I should be contented...

Sitting in front of a spectacular view of Jerusalem, Nov. 2006


The turkey has been smoking on our balcony for 15 hours. The smoke winds up in the air currents and creates shadows in the sunlight coming up over Mt. Rainier. The steam from the pan on the stove cooking the giblets mimicks the shadow outside the window, and creates interesting shapes that grab my attention. Just as I appreciate the random artwork, they disappear forever.



The fire crackles in the fireplace, lending to a cheerful, holiday atmosphere in the kitchen. The smell of coffee, sage and sticky, sweet cranberry sauce adds to the morning, as well. It is a crisp 29 degrees outside, with a thin layer of frost making everything look magical. Out of the corner of my eye, I get treated to the view of a flock of geese flying straight towards my kitchen window and up over the roof on their way to somewhere important.

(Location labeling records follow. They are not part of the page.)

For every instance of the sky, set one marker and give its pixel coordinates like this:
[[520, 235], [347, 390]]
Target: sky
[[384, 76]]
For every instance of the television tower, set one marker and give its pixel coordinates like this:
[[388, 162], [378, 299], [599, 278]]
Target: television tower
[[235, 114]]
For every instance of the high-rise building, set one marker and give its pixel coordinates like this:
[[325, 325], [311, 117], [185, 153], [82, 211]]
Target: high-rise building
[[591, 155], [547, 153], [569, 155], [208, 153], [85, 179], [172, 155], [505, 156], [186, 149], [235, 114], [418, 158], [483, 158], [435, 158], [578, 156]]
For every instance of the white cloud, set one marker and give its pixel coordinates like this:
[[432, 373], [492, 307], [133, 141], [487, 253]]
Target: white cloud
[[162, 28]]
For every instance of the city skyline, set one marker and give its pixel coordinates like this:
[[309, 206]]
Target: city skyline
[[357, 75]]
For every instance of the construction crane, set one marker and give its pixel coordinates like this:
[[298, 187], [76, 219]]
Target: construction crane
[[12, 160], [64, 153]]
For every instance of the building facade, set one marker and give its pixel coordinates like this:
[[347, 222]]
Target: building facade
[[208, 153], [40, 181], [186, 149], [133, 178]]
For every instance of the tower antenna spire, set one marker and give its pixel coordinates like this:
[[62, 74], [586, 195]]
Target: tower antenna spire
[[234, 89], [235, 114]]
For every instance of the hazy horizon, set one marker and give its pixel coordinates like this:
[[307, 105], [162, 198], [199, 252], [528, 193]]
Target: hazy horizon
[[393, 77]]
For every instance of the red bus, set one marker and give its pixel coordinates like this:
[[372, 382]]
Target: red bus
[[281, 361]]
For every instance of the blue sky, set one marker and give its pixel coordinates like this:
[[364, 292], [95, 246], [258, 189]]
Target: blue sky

Awake at 5:30 am is unusual for me, but I guess I have a lot on my mind.



Last year, and the year prior, I was packed and ready to depart. Thoughts of Israel fill my thoughts and heart, as I am here. In my kitchen... with food that will be a delight to my familly, but really doesn't do a damn thing for me.



What I wouldn't give to be winging my way across the globe, setting my feet upon sacred soil. Hearing, seeing and touching my beloved once again. To be renewing the vow and breathing the air. To feel the sun warming my cold bones and the emotion filling my soul for another year.
I should be contented. I have everything I need, yet my heart aches.



Forgive me, O Lord, my Master, for my selfishness. Help me to be content just where you have placed me this day, and every day. Let me hold my memories close. Help me to treasure the memories that will be made this day, as much as the memories of where you have put your eyes and heart forever. Amen.